Highly Interactive Platform

Demand-Led Learning at the University Level

Rick BastiaanssenBreda (NL), November 2018 – The session in the Learning Café on Thursday, 06 December from 12.15 to 13.15 bears the title "Student in the Lead: Technologies for Demand-driven Education". Rick Bastiaanssen from the Avans University of Applied Sciences will share his experience as an intermediary among businesses, research and education. Combining his passions to help companies work on business cases and challenges and the personal development of youngsters, he helps companies find collaboration opportunities with education and research.

Which technologies are particularly suitable for demand-led learning at the university level?

Rick Bastiaanssen: At Avans University, our programs are continuously co-created with companies and institutions. Their project based involvement in our curricula is greater than ever and still growing. This demands that we provide open source platforms and technologies that all our stakeholders can access themselves, without interference from a middle man.

For instance, companies have their own personal profiles, from which they can upload projects, internships, and research activities themselves. Our students can then directly subscribe to these activities without any interference from our side. Basically, we only provide the highly interactive platform that allows for smooth connections.

What role do these technologies play in the preparation of learning content in regard to pedagogy and didactics? Do they complement concepts of learning processes at universities, or do they alter all previous notions comprehensively?

Rick Bastiaanssen: This platform is really the administrative backbone for the students’ learning journey, our customer relations history, and strategic partnership management. The fact that all our students, professional contacts, and other stakeholders have access to this system allows for efficiencies, minimal mistakes, and a cut-out-the-middle-man kind of thinking. We appoint our students as the ones most responsible for their education, and this is reflected by our work processes: students have their own accounts from which they have to take action themselves - since we will not do it for them.

 

How do you envisage a "best-practice" scenario?

Rick Bastiaanssen: In society, we are slowly but surely refraining from the thought that we are all links in a big supply chain.
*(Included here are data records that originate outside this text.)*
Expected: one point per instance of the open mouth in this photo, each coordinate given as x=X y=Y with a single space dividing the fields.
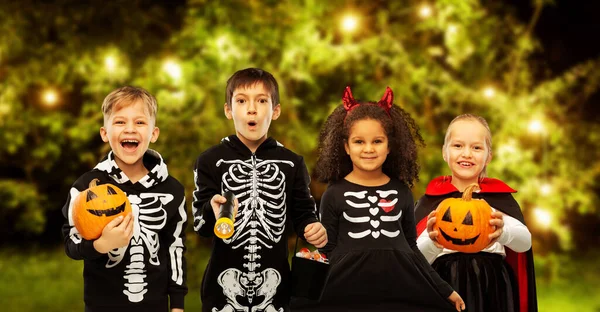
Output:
x=108 y=212
x=130 y=145
x=458 y=241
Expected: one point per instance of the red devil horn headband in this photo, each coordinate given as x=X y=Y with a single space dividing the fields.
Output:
x=386 y=101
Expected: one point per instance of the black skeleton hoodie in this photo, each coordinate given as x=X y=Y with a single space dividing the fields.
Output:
x=249 y=271
x=151 y=271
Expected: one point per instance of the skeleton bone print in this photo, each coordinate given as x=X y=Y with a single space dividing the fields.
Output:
x=373 y=210
x=259 y=186
x=149 y=218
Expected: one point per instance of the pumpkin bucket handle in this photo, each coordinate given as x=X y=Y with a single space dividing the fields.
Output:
x=468 y=193
x=94 y=182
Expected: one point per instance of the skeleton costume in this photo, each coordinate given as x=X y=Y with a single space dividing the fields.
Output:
x=249 y=271
x=498 y=278
x=375 y=263
x=150 y=271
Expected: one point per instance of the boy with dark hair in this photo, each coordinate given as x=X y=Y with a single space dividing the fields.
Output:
x=249 y=271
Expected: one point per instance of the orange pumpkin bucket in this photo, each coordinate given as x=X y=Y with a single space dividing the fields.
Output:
x=463 y=224
x=95 y=207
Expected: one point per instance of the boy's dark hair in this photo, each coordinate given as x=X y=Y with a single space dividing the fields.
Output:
x=334 y=164
x=248 y=77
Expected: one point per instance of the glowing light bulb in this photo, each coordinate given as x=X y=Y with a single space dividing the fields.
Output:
x=425 y=11
x=349 y=23
x=536 y=126
x=173 y=69
x=489 y=92
x=50 y=97
x=110 y=62
x=545 y=189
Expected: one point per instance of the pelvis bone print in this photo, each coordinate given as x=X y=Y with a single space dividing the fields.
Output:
x=149 y=218
x=373 y=210
x=259 y=186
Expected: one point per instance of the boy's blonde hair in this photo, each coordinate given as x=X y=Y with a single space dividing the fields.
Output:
x=129 y=95
x=488 y=137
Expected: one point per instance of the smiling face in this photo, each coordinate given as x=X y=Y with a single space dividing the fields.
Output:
x=466 y=152
x=252 y=111
x=129 y=129
x=367 y=146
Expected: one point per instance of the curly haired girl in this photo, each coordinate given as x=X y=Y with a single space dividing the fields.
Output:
x=368 y=154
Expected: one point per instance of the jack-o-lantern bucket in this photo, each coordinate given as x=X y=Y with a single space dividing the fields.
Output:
x=97 y=206
x=463 y=224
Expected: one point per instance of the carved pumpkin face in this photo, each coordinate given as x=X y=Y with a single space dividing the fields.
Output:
x=96 y=207
x=463 y=223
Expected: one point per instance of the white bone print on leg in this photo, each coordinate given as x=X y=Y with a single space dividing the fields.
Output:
x=259 y=186
x=149 y=218
x=372 y=210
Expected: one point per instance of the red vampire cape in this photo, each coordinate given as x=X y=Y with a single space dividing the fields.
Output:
x=499 y=196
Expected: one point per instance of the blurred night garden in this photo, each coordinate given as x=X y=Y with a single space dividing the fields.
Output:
x=531 y=68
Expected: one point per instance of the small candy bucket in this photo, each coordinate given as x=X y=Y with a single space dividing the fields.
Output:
x=308 y=277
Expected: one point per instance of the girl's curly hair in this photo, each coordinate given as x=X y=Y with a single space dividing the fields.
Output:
x=334 y=164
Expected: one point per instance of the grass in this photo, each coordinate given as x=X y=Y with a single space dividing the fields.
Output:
x=47 y=280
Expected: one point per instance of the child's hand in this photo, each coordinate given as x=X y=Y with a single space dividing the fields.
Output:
x=457 y=301
x=316 y=234
x=216 y=203
x=433 y=234
x=117 y=233
x=498 y=224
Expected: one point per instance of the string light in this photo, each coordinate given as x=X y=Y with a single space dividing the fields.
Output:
x=50 y=97
x=110 y=62
x=545 y=189
x=489 y=92
x=452 y=29
x=349 y=23
x=536 y=126
x=542 y=216
x=173 y=69
x=425 y=11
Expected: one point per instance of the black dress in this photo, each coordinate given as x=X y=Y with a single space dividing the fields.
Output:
x=375 y=263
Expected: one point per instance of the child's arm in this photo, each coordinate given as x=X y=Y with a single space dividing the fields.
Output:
x=515 y=235
x=330 y=220
x=207 y=186
x=303 y=210
x=174 y=236
x=410 y=231
x=426 y=244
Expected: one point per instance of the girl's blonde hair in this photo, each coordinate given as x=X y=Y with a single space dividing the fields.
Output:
x=488 y=137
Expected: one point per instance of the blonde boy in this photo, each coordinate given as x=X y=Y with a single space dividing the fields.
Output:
x=138 y=262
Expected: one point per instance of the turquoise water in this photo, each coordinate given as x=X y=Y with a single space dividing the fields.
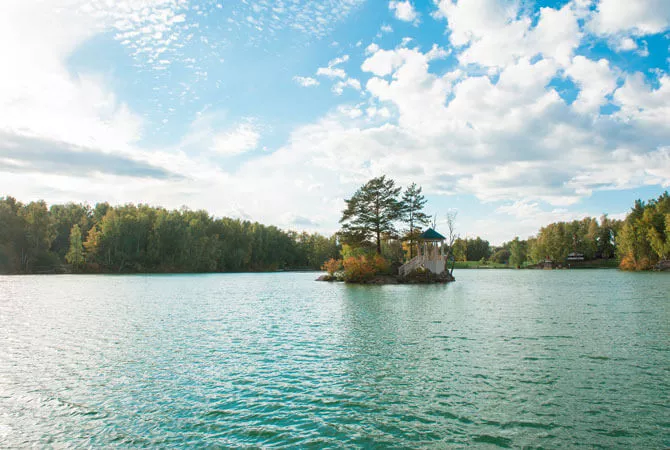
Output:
x=499 y=358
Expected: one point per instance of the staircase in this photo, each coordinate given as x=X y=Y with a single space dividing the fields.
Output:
x=411 y=265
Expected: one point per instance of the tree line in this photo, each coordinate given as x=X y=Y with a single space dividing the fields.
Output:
x=35 y=238
x=638 y=242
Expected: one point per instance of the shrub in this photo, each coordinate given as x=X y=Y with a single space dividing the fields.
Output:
x=381 y=264
x=358 y=269
x=627 y=263
x=332 y=265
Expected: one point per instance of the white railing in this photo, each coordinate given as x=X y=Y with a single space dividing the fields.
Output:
x=434 y=263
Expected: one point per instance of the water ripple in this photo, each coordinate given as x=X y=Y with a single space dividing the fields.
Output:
x=500 y=359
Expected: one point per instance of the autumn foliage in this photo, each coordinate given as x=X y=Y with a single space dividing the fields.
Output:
x=362 y=268
x=332 y=265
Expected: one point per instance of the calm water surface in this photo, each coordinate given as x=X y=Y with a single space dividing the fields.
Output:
x=499 y=358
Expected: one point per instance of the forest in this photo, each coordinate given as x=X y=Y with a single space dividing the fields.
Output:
x=36 y=238
x=638 y=242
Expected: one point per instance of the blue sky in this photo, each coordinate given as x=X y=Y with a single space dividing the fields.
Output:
x=511 y=113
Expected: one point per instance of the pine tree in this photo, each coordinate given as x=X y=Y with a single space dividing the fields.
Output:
x=371 y=212
x=413 y=203
x=75 y=254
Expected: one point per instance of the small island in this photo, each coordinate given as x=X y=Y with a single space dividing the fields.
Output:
x=373 y=249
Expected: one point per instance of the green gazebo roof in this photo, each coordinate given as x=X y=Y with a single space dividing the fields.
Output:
x=431 y=235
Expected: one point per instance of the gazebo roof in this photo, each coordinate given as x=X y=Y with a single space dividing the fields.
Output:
x=431 y=235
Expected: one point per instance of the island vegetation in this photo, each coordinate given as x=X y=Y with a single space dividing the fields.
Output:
x=380 y=228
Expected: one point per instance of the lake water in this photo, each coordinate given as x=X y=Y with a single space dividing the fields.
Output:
x=499 y=358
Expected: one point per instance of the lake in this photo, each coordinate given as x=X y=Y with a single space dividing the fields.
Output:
x=500 y=358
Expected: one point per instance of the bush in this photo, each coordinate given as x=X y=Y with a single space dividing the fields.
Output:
x=381 y=265
x=332 y=265
x=358 y=269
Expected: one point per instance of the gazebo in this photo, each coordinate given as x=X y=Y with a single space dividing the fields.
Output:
x=430 y=241
x=429 y=257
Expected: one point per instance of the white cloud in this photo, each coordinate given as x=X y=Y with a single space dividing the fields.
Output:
x=497 y=33
x=640 y=17
x=338 y=88
x=596 y=80
x=500 y=133
x=241 y=139
x=403 y=10
x=306 y=81
x=332 y=71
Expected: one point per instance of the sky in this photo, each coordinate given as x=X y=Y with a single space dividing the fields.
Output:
x=510 y=113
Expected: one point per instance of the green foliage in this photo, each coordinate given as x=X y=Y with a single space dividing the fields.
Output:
x=644 y=238
x=557 y=240
x=518 y=252
x=358 y=269
x=471 y=249
x=370 y=213
x=141 y=238
x=413 y=203
x=75 y=254
x=501 y=256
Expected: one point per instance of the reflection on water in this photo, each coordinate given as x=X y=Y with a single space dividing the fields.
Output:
x=499 y=358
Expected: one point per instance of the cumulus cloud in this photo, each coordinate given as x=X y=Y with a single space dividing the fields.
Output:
x=306 y=81
x=496 y=33
x=404 y=10
x=491 y=125
x=639 y=17
x=332 y=71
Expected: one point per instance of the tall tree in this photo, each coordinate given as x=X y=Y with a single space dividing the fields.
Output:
x=412 y=205
x=75 y=255
x=371 y=212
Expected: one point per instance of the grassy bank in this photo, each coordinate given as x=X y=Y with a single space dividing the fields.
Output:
x=595 y=264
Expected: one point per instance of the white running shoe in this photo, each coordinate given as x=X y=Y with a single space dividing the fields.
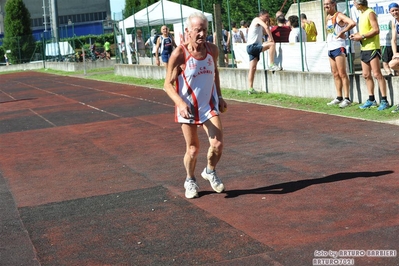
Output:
x=334 y=102
x=274 y=68
x=191 y=189
x=216 y=183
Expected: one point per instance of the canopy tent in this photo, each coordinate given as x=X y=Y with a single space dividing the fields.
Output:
x=159 y=13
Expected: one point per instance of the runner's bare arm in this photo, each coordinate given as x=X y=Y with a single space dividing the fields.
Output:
x=175 y=65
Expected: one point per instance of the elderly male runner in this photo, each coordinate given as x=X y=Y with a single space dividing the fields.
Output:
x=337 y=27
x=192 y=82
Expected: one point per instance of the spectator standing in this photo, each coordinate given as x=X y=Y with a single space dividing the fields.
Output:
x=297 y=34
x=337 y=27
x=192 y=82
x=256 y=45
x=370 y=53
x=164 y=47
x=140 y=44
x=151 y=42
x=6 y=59
x=394 y=62
x=236 y=35
x=281 y=32
x=244 y=29
x=107 y=49
x=310 y=28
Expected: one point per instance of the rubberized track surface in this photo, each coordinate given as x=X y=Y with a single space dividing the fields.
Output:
x=91 y=173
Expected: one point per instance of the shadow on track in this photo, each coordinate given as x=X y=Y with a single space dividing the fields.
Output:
x=293 y=186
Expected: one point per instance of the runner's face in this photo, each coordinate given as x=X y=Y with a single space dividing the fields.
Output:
x=265 y=18
x=394 y=12
x=198 y=31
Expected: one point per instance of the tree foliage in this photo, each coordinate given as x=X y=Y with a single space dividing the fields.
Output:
x=17 y=32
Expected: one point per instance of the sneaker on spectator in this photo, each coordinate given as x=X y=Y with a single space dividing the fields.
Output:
x=215 y=182
x=383 y=105
x=345 y=103
x=396 y=110
x=191 y=188
x=334 y=102
x=368 y=104
x=274 y=68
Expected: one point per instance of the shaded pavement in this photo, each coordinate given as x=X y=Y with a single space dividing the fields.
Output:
x=91 y=173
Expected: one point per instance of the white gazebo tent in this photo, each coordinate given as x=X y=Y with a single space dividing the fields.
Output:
x=159 y=13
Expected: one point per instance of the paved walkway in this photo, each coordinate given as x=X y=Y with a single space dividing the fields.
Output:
x=91 y=174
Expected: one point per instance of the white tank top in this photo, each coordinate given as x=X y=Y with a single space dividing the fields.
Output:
x=196 y=86
x=255 y=33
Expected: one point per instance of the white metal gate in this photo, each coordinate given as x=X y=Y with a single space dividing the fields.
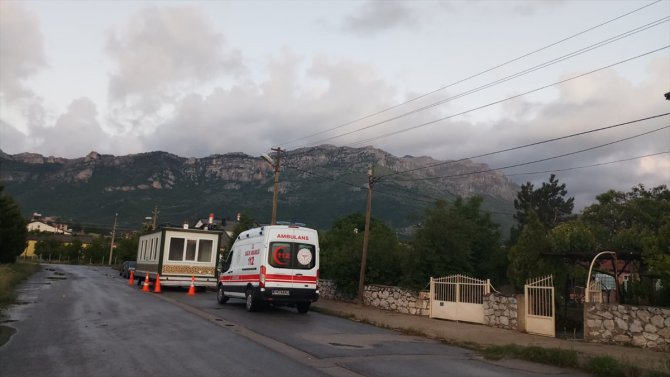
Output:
x=540 y=309
x=458 y=298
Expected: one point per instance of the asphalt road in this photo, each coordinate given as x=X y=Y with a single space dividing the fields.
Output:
x=76 y=321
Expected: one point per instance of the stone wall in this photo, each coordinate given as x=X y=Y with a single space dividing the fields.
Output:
x=639 y=326
x=500 y=311
x=397 y=299
x=383 y=297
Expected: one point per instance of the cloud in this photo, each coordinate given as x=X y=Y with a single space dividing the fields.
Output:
x=163 y=52
x=376 y=16
x=290 y=104
x=12 y=141
x=21 y=50
x=75 y=133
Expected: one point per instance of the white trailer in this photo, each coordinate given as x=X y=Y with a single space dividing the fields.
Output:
x=178 y=255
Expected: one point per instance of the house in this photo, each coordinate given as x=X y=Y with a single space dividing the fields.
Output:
x=42 y=227
x=34 y=238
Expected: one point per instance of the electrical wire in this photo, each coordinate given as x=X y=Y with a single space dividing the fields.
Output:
x=588 y=166
x=510 y=98
x=528 y=145
x=474 y=75
x=536 y=161
x=499 y=81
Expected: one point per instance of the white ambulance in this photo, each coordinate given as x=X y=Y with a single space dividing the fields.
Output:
x=277 y=264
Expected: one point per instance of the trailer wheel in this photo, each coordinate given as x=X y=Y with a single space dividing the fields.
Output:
x=251 y=304
x=220 y=296
x=303 y=307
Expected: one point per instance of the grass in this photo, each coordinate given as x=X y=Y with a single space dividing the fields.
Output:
x=552 y=356
x=599 y=366
x=10 y=276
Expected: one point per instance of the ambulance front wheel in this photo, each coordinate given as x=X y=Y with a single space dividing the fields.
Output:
x=220 y=296
x=303 y=307
x=251 y=304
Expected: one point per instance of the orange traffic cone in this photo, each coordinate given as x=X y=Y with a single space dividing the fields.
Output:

We are, to a great extent, informally and naturally merging with other organizations, making the boundaries and cut-offs between organizations more vague. This is why an interactive, community-fed platform is so important. Though the medium is the message for such a platform to be viable in the long run, it has to be developed with staff, students, companies, and other stakeholders to create the commitment that is so clearly needed in the early stages.